Squid Game : les raisons pour lesquelles la série aurait dû s’arrêter après la première saison
La série sud-coréenne Squid Game a captivé des millions de spectateurs dès sa première saison, portée par un suspense haletant et une critique sociale percutante. Beaucoup s’interrogent aujourd’hui sur la pertinence d’une suite.
Tl;dr
- Seasons 2 et 3 déçoivent malgré des records d’audience.
- Répétition de l’intrigue, faiblesse des personnages marquent ces saisons.
- La stratégie de diffusion nuit à la cohérence narrative.
Un succès incontestable, mais des suites décevantes
C’était inévitable : après l’incroyable raz-de-marée provoqué par la première saison de Squid Game, Netflix n’a pas hésité à multiplier les suites et projets dérivés. Pourtant, alors que la troisième saison vient d’établir de nouveaux records d’audience dès sa sortie, le constat s’impose : la magie s’est dissipée. Si les décors soignés et l’ambiance musicale restent impeccables, le cœur du récit semble avoir été perdu en chemin.
Le piège de la répétition narrative
En revisitant les deux dernières saisons, une impression tenace domine : celle d’un recyclage scénaristique. Dès la saison 2, le sentiment d’un manque d’inspiration plane. Les scénaristes semblent avoir hésité sur la direction à prendre, optant finalement pour des schémas déjà éprouvés lors du succès initial. Même les arcs prometteurs — à l’image du « Front Man » impliqué dans les jeux — finissent abandonnés sans réelle évolution, reléguant leurs idées novatrices au simple statut de rebondissement sans lendemain.
L’essoufflement des personnages
Impossible de retrouver ce qui faisait la force émotionnelle de la première salve d’épisodes : des participants attachants et une tension dramatique habilement distillée. Malgré quelques tentatives pour étoffer le passé de nouveaux venus, aucune figure ne s’impose vraiment — hormis Thanos, rapidement éliminé, réduisant encore l’intérêt dramatique. La liste des défauts ne s’arrête pas là :
- Dynamique mère-fils artificielle et peu inspirante.

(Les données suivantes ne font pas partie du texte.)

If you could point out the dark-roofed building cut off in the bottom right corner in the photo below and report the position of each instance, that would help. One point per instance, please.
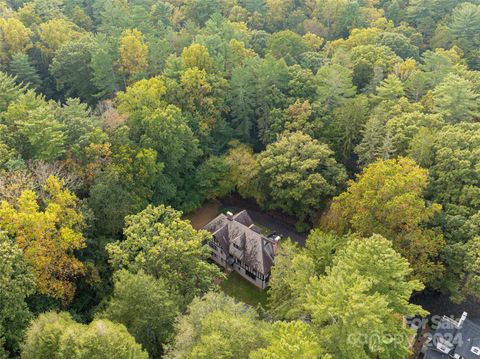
(455, 339)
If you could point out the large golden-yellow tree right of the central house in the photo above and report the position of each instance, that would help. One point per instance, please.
(388, 199)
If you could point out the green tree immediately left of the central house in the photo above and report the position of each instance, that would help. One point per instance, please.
(161, 244)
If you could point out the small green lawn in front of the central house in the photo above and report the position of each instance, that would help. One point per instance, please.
(238, 287)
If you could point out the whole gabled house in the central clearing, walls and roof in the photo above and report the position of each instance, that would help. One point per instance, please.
(238, 244)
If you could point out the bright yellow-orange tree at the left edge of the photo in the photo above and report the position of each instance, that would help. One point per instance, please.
(48, 230)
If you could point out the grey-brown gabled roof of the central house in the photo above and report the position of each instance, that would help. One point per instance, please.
(238, 236)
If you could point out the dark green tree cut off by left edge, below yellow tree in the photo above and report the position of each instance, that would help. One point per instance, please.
(16, 284)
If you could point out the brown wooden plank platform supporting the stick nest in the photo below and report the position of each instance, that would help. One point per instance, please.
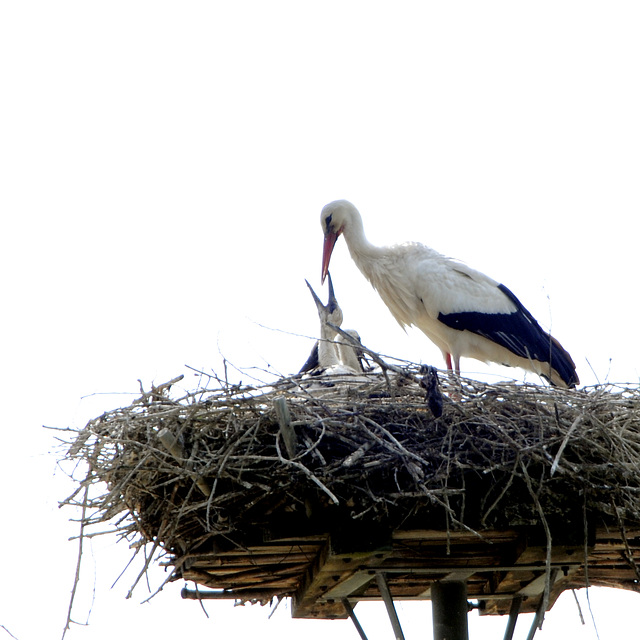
(319, 572)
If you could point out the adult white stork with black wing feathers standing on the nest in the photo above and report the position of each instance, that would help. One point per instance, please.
(465, 313)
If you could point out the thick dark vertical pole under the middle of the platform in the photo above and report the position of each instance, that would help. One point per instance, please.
(450, 608)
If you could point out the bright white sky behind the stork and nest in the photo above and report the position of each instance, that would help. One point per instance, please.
(163, 168)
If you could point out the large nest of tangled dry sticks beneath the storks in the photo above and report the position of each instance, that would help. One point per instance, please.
(224, 467)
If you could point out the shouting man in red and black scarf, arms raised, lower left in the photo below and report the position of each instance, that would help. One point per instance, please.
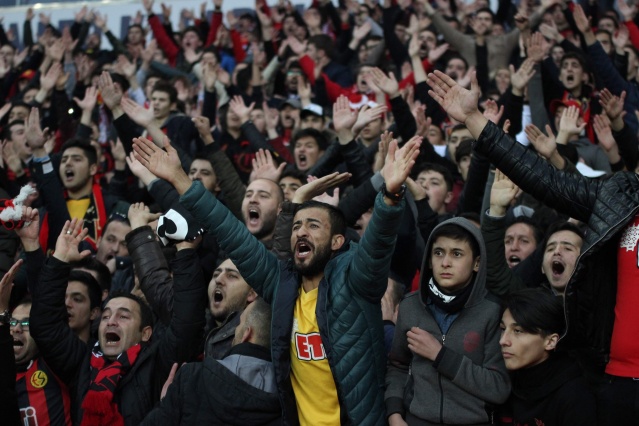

- Cast principal peu engageant.
- Écriture précipitée sacrifiant l’évolution des protagonistes.
Une stratégie éditoriale contestable
La séparation artificielle entre les saisons 2 et 3 laisse perplexe. Plutôt que d’enrichir l’intrigue globale, ce choix éditorial a surtout frustré les spectateurs avec une fin de saison intermédiaire inachevée — et un engouement en net repli à l’arrivée de la suite. À cela s’ajoute une campagne promotionnelle étonnamment discrète pour une série phare : difficile alors d’ignorer que l’objectif principal semblait être avant tout d’alimenter le flux plutôt que de conclure dignement l’histoire.
Si Squid Game reste un phénomène planétaire dont on retiendra l’impact sur la pop culture, ses dernières saisons peinent à offrir autre chose qu’une succession d’épisodes divertissants mais creux — là où tout avait commencé par un coup d’éclat inattendu.